Methods
Methods
Method flowchart
Figure 1. Method flowchart. Data is extracted from GSE152216, then processed using Galaxy and Python before being analyzed on the UCSC Blat Search (cross referenced via BLAST) and g:Profiler.
Data Mining
Data used for this project can be found from GSE152216, published by Hänsel-Hertsch et al. (2020) [8, 9]. The dataset contains qG4-ChIP-seq data from 22 PDTX models, with 4 technical replicates being made for each model. Three random patients (STG139M_181, STG143_284, STG139M_284) were chosen for this project, and the data for the first replicate experiment was used (GSM4609246 for STG139M_181 rep1, GSM4609259 for STG143_284 rep1, GSM4609251 for STG139M_284 rep1) (Figure 2A). Raw NGS (Next-Generation Sequencing) datasets were obtained from the 3 patients by going to their respective GSM datasets and viewing their SRA (Sequence Read Archive) datasets (Figure 2B). Each patient’s SRA dataset has multiple SRA Run files, and the file with the highest number of bases was chosen for each patient (SRR11978411 for STG139M_181 model, SRR11978480 for STG143_284 model, SRR11978440 for STG139M_284 model) (Figure 2C). FASTA files were downloaded with both “Filter” and “Clipped” pre-processing options chosen. These files contain short immunoprecipitated DNA sequences that are derived from PDTX models.
Figure 2. Example screenshots of workflow.
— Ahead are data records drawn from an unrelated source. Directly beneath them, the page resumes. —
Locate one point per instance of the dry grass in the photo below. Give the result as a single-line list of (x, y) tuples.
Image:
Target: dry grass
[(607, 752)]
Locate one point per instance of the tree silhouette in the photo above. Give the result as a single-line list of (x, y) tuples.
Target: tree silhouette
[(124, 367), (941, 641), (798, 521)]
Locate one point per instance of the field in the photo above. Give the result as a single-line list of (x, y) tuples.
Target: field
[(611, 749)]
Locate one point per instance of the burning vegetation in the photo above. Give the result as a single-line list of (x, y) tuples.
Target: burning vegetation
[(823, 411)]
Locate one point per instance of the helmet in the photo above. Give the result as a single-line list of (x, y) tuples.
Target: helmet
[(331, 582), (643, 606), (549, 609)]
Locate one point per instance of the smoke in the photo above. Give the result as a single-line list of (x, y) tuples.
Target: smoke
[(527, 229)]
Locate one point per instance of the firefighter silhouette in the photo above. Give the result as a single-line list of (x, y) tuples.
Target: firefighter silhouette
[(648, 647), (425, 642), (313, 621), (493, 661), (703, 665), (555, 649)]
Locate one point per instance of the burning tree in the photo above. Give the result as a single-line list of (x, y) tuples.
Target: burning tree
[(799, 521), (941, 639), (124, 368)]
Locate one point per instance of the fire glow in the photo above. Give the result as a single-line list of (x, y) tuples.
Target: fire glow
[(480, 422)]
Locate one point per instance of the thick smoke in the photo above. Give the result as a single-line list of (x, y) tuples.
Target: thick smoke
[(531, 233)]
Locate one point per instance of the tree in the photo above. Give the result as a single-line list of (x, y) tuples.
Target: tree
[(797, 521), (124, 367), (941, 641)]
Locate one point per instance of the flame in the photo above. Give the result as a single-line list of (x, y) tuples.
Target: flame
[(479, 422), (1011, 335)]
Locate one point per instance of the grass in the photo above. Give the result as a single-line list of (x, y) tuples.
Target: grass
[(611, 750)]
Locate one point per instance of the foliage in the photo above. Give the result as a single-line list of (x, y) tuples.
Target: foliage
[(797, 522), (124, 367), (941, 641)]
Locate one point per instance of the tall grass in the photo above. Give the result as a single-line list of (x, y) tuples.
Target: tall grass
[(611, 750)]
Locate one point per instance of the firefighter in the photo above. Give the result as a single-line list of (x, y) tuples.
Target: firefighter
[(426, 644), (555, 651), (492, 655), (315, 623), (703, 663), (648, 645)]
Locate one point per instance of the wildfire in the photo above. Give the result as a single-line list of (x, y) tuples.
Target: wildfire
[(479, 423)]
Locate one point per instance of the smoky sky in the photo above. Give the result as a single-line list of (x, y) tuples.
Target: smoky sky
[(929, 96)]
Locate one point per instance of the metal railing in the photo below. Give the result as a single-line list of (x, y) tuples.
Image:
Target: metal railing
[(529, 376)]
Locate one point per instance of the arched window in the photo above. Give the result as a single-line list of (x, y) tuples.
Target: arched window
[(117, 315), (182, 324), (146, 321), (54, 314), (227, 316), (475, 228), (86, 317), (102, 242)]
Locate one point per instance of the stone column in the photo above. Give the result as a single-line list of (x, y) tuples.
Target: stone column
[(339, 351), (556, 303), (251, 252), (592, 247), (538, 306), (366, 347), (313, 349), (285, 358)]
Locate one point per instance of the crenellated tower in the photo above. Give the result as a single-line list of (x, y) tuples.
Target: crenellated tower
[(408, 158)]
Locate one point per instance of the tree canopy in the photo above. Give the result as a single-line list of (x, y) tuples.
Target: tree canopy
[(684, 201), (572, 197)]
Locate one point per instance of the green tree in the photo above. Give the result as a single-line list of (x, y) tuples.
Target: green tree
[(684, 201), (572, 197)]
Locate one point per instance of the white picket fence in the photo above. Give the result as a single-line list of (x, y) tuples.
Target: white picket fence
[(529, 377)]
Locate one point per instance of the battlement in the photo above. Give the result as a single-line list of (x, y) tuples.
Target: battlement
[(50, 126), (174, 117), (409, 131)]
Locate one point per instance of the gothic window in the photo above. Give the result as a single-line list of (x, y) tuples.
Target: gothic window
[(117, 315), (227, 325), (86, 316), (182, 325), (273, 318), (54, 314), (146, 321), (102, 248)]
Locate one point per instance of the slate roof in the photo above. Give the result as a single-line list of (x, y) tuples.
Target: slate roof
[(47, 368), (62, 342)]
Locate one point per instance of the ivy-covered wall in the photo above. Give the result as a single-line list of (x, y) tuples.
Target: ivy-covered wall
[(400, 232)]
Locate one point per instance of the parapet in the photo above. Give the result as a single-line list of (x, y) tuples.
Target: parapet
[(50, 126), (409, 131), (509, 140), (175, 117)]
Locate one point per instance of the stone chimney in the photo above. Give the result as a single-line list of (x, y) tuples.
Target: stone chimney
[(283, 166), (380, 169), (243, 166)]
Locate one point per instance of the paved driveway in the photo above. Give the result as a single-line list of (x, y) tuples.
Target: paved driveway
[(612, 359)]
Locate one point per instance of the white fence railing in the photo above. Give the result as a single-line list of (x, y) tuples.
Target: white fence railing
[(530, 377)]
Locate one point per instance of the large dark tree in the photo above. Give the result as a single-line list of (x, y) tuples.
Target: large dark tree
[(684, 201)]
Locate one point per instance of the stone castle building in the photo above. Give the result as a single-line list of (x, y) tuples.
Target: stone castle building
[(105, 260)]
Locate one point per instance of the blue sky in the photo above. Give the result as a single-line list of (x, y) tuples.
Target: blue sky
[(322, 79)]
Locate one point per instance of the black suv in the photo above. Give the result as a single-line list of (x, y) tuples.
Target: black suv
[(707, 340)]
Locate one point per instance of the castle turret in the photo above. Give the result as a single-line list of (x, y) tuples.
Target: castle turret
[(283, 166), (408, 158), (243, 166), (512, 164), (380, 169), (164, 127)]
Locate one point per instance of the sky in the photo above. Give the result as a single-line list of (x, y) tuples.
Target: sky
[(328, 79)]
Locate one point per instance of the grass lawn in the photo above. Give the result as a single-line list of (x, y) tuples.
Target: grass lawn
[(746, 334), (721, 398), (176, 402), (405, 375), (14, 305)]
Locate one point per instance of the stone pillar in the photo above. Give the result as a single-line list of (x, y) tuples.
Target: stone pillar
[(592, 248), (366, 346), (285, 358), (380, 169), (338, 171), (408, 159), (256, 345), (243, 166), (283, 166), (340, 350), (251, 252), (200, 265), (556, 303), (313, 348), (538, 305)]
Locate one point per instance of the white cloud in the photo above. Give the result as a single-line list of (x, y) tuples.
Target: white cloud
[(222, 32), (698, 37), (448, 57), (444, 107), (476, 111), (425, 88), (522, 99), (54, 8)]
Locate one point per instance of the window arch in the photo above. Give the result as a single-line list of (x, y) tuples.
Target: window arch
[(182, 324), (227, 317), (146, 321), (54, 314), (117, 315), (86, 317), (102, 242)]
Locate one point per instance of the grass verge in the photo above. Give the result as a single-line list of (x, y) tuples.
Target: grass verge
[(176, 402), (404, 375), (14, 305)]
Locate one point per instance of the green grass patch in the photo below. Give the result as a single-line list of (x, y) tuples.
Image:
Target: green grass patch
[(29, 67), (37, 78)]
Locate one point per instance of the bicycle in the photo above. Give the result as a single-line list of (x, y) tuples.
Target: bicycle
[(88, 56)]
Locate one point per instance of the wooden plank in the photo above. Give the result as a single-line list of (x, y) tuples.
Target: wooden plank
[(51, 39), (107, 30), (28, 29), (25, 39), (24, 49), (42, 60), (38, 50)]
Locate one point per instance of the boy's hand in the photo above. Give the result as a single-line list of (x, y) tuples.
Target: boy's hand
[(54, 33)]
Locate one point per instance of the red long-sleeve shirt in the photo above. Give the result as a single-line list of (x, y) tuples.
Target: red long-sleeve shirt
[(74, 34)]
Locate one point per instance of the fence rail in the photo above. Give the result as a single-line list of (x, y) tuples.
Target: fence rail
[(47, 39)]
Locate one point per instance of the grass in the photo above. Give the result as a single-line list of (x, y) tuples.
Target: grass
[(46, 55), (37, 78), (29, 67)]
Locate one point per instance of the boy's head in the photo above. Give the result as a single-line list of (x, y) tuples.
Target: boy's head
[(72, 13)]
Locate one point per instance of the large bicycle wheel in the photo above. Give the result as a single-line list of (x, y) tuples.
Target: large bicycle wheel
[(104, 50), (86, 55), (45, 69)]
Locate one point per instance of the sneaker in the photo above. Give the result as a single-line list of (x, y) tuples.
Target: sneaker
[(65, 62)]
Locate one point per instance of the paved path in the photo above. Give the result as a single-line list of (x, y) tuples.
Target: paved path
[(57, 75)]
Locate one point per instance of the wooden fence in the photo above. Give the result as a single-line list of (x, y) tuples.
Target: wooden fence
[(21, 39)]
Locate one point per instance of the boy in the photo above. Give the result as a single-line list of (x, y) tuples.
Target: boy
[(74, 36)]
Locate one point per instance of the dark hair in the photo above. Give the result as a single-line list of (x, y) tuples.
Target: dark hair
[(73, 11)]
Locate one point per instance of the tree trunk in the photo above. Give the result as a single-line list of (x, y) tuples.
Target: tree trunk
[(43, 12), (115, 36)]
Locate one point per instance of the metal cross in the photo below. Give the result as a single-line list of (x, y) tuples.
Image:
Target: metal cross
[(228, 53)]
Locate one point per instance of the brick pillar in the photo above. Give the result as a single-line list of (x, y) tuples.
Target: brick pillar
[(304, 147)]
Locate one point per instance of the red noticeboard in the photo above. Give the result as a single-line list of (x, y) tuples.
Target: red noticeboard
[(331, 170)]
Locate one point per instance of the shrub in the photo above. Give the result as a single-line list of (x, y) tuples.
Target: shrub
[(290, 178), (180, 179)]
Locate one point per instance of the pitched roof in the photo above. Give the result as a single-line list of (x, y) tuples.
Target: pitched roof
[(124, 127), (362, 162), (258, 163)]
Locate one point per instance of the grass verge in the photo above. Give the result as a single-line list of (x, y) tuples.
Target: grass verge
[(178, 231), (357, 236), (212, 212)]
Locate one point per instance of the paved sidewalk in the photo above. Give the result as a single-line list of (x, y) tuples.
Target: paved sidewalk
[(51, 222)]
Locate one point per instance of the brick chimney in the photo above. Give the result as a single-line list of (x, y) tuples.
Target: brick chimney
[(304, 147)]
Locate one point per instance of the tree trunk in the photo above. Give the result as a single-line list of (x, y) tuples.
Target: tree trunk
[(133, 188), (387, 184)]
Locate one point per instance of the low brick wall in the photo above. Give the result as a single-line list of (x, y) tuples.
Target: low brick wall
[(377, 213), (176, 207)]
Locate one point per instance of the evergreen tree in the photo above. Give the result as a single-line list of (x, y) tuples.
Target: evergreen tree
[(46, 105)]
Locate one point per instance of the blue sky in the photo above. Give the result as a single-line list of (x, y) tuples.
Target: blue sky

A) Excerpt screenshot from the GEO Accession Viewer website for GSE152216 and boxed are the 3 randomly chosen patient models, B) Example GEO Accession Viewer website screenshot for sample GSM4609246, corresponding to Patient 1. Boxed is the SRA Run Selector to view SRR files, C) All SRR files from a sample, the file with the highest total base count was chosen and the FASTA file was downloaded with both the “Filter” and “Clipped” pre-processing options chosen.
Data Processing
The c-MYC promoter sequence was chosen as it has been shown to contain G4-forming sequences. The chosen motif sequence for alignment purposes is GGG GAG GGT GGG GAG GGT GGG GA [10, 11]. This motif was aligned with the SRR fasta files from the data mining process using the fuzznuc tool from Galaxy, with up to 3 mismatches allowed (Figure 3A). Complementary strands were also searched (Figure 3A). The output text file was run through a custom Python code (see Supplementary Materials) to extract the full raw sequences from the SRR files containing the desired G4 motif sequence (Figures 3B&C).
Figure 3. Example screenshots of workflow. A) Excerpt screenshot from the fuzznuc tool on Galaxy, B). An example preview of the fuzznuc tool output, C) An example of the output from the Python code, showing the extracted full raw sequences containing the desired motif.
Data analysis
Two full raw sequences obtained from Data processing section, containing the desired G4 motif were chosen from each of the 3 patients’ SRR files, meaning a total of 6 raw sequences were chosen as reference. A UCSC BLAT Search was performed on each sequence to determine the location and which part of the sequence was aligned relative to the human genome (hg19) (Figure 4). The location of the reference sequence was then viewed on the UCSC Genome Browser to determine whether the sequence was part of any genes. To further cross-reference, BLAST was performed on the aligned sequence containing regions ~100 bp upstream and downstream to double-check whether the sequence can be found in any genes. A few genes for each patient upon cross referencing was noted for any regulatory or genetic elements. From this data, we chose 12 genes with their respective ENSG codes to perform g:Profiler enrichment analysis (refer to Genomic Analysis Table in the Supplementary Materials tab)
Figure 4. An example screenshot of the UCSC Blat Search output. “a” in red, leads to the UCSC Genome Browser showing the location of the BLAT sequence as well as the information of the surrounding locations. “b” shows the full aligned sequence and the sequences ~100bp upstream and downstream.